I’m trying to join two datatables which have the same exact columns, have matching rows, but have unique cell values.
Table 1:
ID | Name | Ticket
1 | John |
2 | Peter | 205
3 | Mary |
Table 2:
ID | Name | Ticket
1 | John | 301
2 | Peter |
3 | Mary | 564
When I attempted an inner join with matching ID, I got:
ID | Name | Ticket | ID_1 | Name_1 | Ticket_1
1 | John | 301 | 1 | John |
2 | Peter | | 2 | Peter | 205
3 | Mary | 564 | 3 | Mary |
When I attempted to merge the datatables, I just got additional rows.
Is there a way to actually join two data tables without duplicating columns, or duplicating rows?
The end result I’m looking for is:
ID | Name | Ticket
1 | John | 301
2 | Peter | 205
3 | Mary | 564
When the above Task using Join Datatables Activity satisfies the requirement, we use Filtering options/Filter Datatable Activity for removing the Columns that would generate as duplicate keys.
Another approach would be to use Linq Join, but in here we would be preparing the datatable by selecting which columns to be preserved for the Output. A Video Explanation is shown below :
If you do want to raise this as a Feature Request, you could also do this as a Feedback.

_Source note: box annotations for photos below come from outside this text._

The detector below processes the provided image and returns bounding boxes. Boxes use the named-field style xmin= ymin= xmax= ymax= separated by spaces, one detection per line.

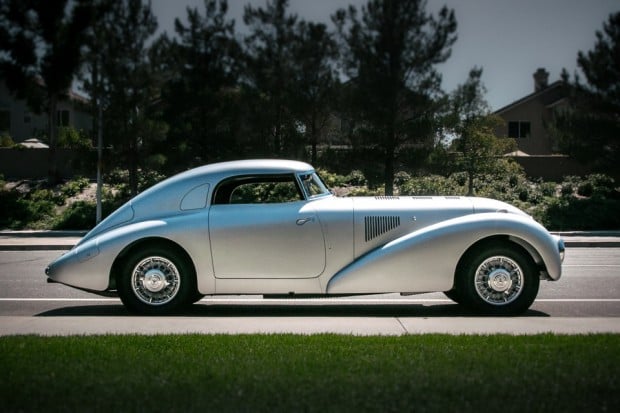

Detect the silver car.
xmin=46 ymin=160 xmax=564 ymax=315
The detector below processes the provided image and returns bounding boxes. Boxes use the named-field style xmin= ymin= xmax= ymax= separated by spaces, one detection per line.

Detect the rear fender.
xmin=327 ymin=213 xmax=561 ymax=294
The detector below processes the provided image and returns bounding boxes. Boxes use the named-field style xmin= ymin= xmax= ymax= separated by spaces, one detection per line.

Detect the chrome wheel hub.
xmin=474 ymin=256 xmax=523 ymax=305
xmin=131 ymin=257 xmax=181 ymax=305
xmin=141 ymin=270 xmax=169 ymax=293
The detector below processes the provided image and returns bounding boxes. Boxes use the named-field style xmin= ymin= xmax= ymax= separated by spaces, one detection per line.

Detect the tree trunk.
xmin=47 ymin=95 xmax=60 ymax=185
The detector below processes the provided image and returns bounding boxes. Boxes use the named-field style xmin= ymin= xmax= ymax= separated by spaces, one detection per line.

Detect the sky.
xmin=152 ymin=0 xmax=620 ymax=110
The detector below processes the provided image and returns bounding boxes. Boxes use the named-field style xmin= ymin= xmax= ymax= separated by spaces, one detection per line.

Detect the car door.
xmin=209 ymin=175 xmax=325 ymax=278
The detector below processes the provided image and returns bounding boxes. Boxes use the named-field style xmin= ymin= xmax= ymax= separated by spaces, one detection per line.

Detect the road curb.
xmin=0 ymin=231 xmax=620 ymax=251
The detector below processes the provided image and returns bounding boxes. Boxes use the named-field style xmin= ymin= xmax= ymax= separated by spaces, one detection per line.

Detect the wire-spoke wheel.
xmin=456 ymin=244 xmax=540 ymax=315
xmin=131 ymin=257 xmax=181 ymax=305
xmin=117 ymin=247 xmax=196 ymax=314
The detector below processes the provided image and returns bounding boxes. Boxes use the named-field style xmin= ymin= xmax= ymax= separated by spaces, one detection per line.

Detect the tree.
xmin=85 ymin=0 xmax=166 ymax=195
xmin=332 ymin=0 xmax=456 ymax=195
xmin=243 ymin=0 xmax=299 ymax=156
xmin=152 ymin=0 xmax=240 ymax=169
xmin=444 ymin=68 xmax=516 ymax=196
xmin=551 ymin=12 xmax=620 ymax=174
xmin=0 ymin=0 xmax=93 ymax=182
xmin=292 ymin=21 xmax=338 ymax=164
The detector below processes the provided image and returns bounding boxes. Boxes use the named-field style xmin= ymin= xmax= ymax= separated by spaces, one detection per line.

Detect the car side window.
xmin=213 ymin=175 xmax=303 ymax=205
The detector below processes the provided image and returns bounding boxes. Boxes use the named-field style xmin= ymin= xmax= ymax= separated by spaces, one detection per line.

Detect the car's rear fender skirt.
xmin=326 ymin=213 xmax=561 ymax=294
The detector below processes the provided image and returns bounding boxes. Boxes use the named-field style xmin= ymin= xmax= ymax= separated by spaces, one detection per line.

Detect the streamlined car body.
xmin=46 ymin=160 xmax=564 ymax=315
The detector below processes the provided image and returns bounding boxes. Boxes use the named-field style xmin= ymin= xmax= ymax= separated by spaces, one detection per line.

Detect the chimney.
xmin=534 ymin=67 xmax=549 ymax=92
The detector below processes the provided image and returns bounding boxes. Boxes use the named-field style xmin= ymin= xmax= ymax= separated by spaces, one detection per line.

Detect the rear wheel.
xmin=116 ymin=247 xmax=196 ymax=314
xmin=455 ymin=244 xmax=540 ymax=315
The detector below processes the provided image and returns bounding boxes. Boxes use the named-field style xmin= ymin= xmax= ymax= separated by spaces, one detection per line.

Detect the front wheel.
xmin=116 ymin=247 xmax=196 ymax=315
xmin=456 ymin=244 xmax=540 ymax=315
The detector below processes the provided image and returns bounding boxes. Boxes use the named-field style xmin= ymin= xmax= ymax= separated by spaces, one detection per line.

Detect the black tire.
xmin=455 ymin=243 xmax=540 ymax=315
xmin=116 ymin=246 xmax=196 ymax=315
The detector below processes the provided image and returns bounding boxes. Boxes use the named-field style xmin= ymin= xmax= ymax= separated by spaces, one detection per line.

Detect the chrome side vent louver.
xmin=364 ymin=216 xmax=400 ymax=242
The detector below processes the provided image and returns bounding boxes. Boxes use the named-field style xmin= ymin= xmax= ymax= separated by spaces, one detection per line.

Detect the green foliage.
xmin=0 ymin=334 xmax=620 ymax=413
xmin=0 ymin=133 xmax=15 ymax=148
xmin=332 ymin=0 xmax=456 ymax=195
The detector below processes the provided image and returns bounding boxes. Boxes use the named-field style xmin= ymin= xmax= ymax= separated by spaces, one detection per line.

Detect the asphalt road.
xmin=0 ymin=248 xmax=620 ymax=335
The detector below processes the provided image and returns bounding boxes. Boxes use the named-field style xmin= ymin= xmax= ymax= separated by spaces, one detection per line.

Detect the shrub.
xmin=345 ymin=170 xmax=368 ymax=186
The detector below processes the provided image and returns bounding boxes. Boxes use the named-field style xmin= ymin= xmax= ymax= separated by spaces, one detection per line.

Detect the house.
xmin=495 ymin=68 xmax=568 ymax=155
xmin=0 ymin=79 xmax=92 ymax=143
xmin=495 ymin=68 xmax=588 ymax=181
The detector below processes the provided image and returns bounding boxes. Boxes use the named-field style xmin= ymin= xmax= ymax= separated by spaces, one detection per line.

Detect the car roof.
xmin=173 ymin=159 xmax=314 ymax=179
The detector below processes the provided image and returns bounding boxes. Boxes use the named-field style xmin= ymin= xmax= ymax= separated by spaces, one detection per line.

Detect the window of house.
xmin=0 ymin=109 xmax=11 ymax=132
xmin=508 ymin=121 xmax=531 ymax=138
xmin=56 ymin=110 xmax=69 ymax=126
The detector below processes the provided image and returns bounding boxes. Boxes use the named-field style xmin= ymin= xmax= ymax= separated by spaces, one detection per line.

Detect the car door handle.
xmin=295 ymin=217 xmax=314 ymax=225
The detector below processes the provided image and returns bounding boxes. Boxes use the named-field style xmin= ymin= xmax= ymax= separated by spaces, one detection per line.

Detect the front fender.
xmin=327 ymin=213 xmax=561 ymax=294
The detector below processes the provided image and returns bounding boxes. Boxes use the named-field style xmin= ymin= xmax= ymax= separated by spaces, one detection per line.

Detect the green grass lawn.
xmin=0 ymin=335 xmax=620 ymax=413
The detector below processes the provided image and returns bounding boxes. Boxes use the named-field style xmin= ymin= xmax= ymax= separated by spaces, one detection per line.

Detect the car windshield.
xmin=299 ymin=172 xmax=331 ymax=199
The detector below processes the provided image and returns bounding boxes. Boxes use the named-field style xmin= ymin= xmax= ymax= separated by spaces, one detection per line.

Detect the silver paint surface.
xmin=49 ymin=160 xmax=561 ymax=294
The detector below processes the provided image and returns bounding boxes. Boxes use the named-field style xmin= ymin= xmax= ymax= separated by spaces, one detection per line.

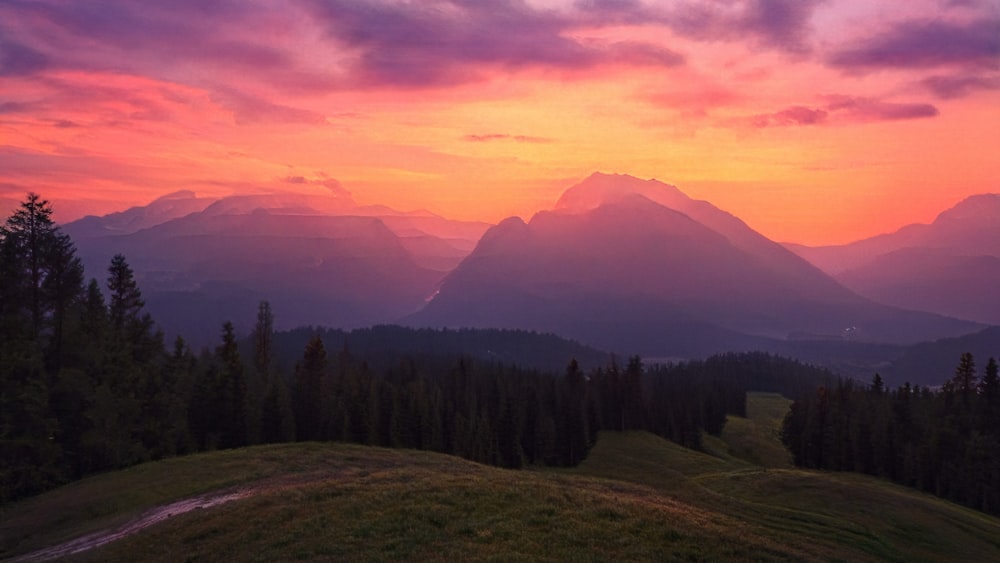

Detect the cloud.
xmin=750 ymin=106 xmax=829 ymax=129
xmin=212 ymin=88 xmax=326 ymax=125
xmin=576 ymin=0 xmax=822 ymax=54
xmin=0 ymin=37 xmax=49 ymax=76
xmin=728 ymin=96 xmax=938 ymax=129
xmin=827 ymin=17 xmax=1000 ymax=70
xmin=0 ymin=0 xmax=292 ymax=81
xmin=463 ymin=133 xmax=552 ymax=143
xmin=300 ymin=0 xmax=683 ymax=87
xmin=827 ymin=96 xmax=939 ymax=121
xmin=921 ymin=75 xmax=1000 ymax=100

How do you use the Filter activity without removing data? It’s okay if I remove Column ID_1 but I can’t remove Ticket_1 without losing data. Plus, I want the ‘Ticket’ data to be on the Ticket column, not on ‘Ticket_1’
@sidb
With one of my work fellows @kumar.varun2 we developed an approach
we merged all dt into one
grouped on the ID
created from each column from the groupmembers a helper tuple
filtered out the empty value ones
driven by the data column schema we build the itemarray where missing ones were creared with empty vlaues
added the merged row to an result datatable
Varun will continue on this approach with details and samples
we were also able to extend this approach to merge multiple datatable and implemented some rules where to pick when more datatables has the value for a particular column.

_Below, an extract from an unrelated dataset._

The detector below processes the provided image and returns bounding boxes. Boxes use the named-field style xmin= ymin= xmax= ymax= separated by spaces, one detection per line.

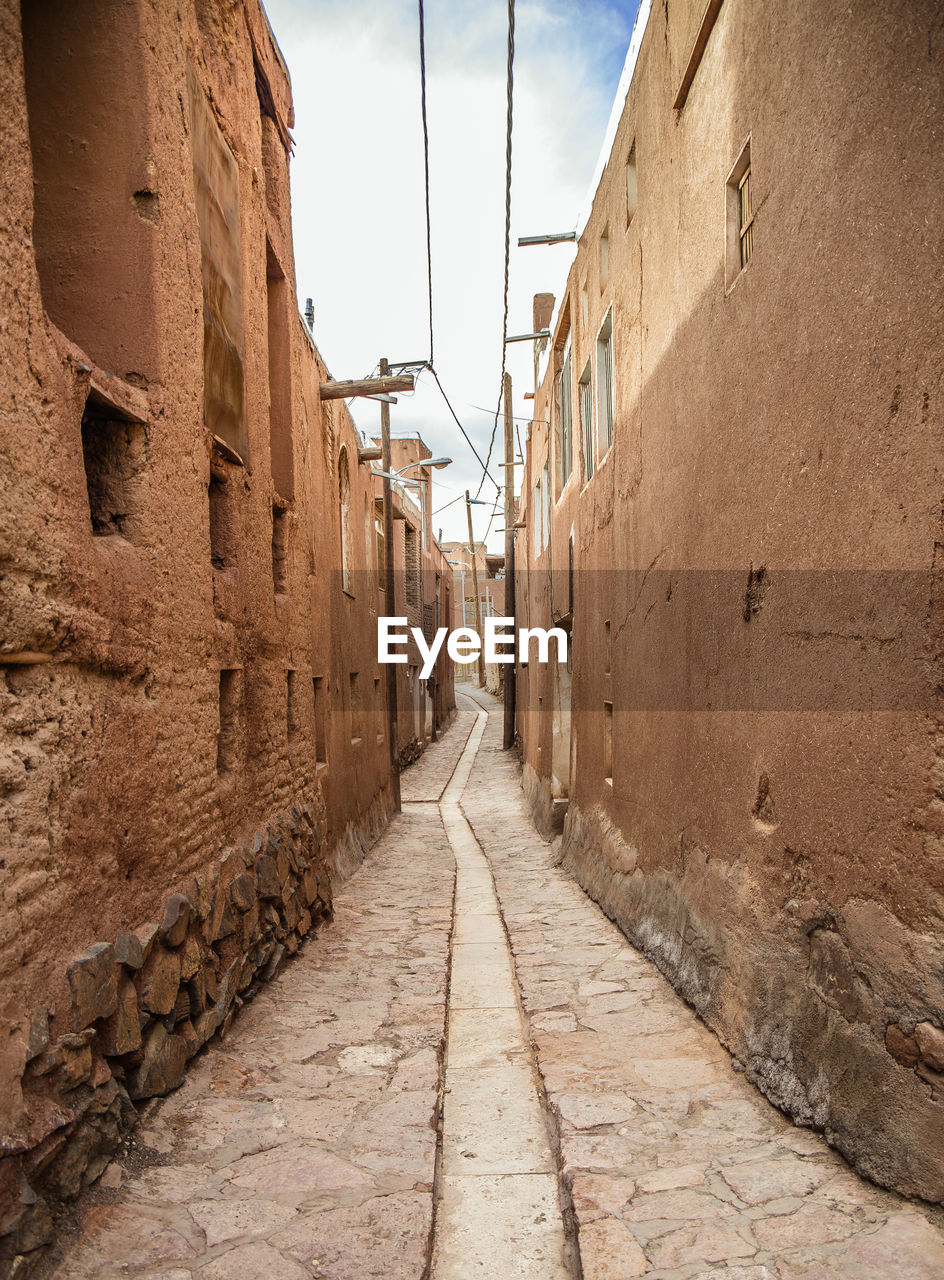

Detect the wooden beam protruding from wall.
xmin=321 ymin=374 xmax=413 ymax=399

The motivation about this was:
the case is not a merge only usage - as the rows are not merged within one row
it is not a side-by-side merge
the data joins were not appropriate enough and satisfying
we looked for an approach handling multi datatable merges
(
From row In dt.AsEnumerable()
Group row By k = row("ID").ToString.Trim
Into grp=Group
Let lt = grp.Select(Function(g) arrColSet.Select(Function(cn) Tuple.Create(cn, g(cn)))).SelectMany(Function(t) t)
Let ltf = lt.Where(Function(t) Not (IsNothing(t.Item2) OrElse String.IsNullOrEmpty(t.Item2.ToString.Trim)))
Let ra= arrColSet.Select(Function(c) ltf.Where(Function(t) c.Equals(t.Item1)).DefaultIfEmpty(New Tuple(Of String, Object)(c, Nothing)).First().Item2).ToArray
Select r = dtResult.Rows.Add(ra)
).CopyToDataTable